Speaking of steps backward, Treonauts should note that the 700w's screen resolution is only 240 by 240 pixels, far coarser than the previous model's. (Palm maintains that this restriction is imposed by Microsoft's software.)
Verizon Wireless is the first carrier of this Treo--a surprising development since it was the last major cellular company to offer the previous Treo model.
Yet Verizon Wireless is partly responsible for the 700w's crippled Bluetooth (short-range wireless) features. For example, Verizon has turned off the feature that lets your laptop get online using the Treo as a wireless antenna. You can use a wireless headset, but the phone works only with some Bluetooth-equipped cars; the Toyota Prius, for example, isn't on the list. (If history is any guide, these features will be available from other carriers when they get the Treo 700w later this year.)
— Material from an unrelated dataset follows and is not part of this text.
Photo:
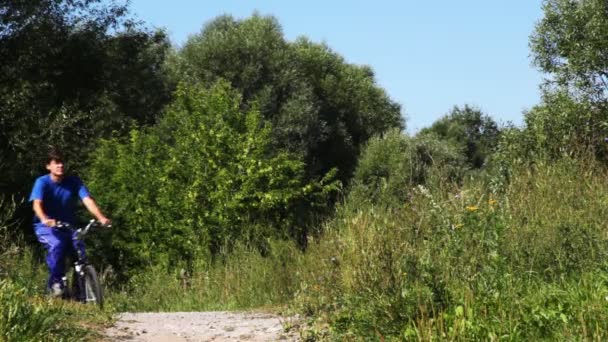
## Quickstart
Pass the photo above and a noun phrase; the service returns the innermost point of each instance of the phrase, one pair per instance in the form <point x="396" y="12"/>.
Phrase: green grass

There are certainly bright spots in the 700w. It's brisk and responsive, it feels great in your hand and it does a lot of stuff. (In fact, the only modern cell phone feature missing is Wi-Fi wireless networking, which you can add with Palm's $100 SD Wi-Fi card.)
But considering that Palm's designers once worshipped at the altar of interface excellence, it's a shame that Microsoft's convoluted software has produced such an awkward marriage with the hardware. Longtime Treo fans, in particular, will be absolutely baffled by the new software layout.
Then again, the 700w wasn't built for longtime Treo fans (who, in any case, can still buy the older 650 model). It was built for corporate buyers, whose top priorities may not include providing the most pleasurable experience possible for the worker bees.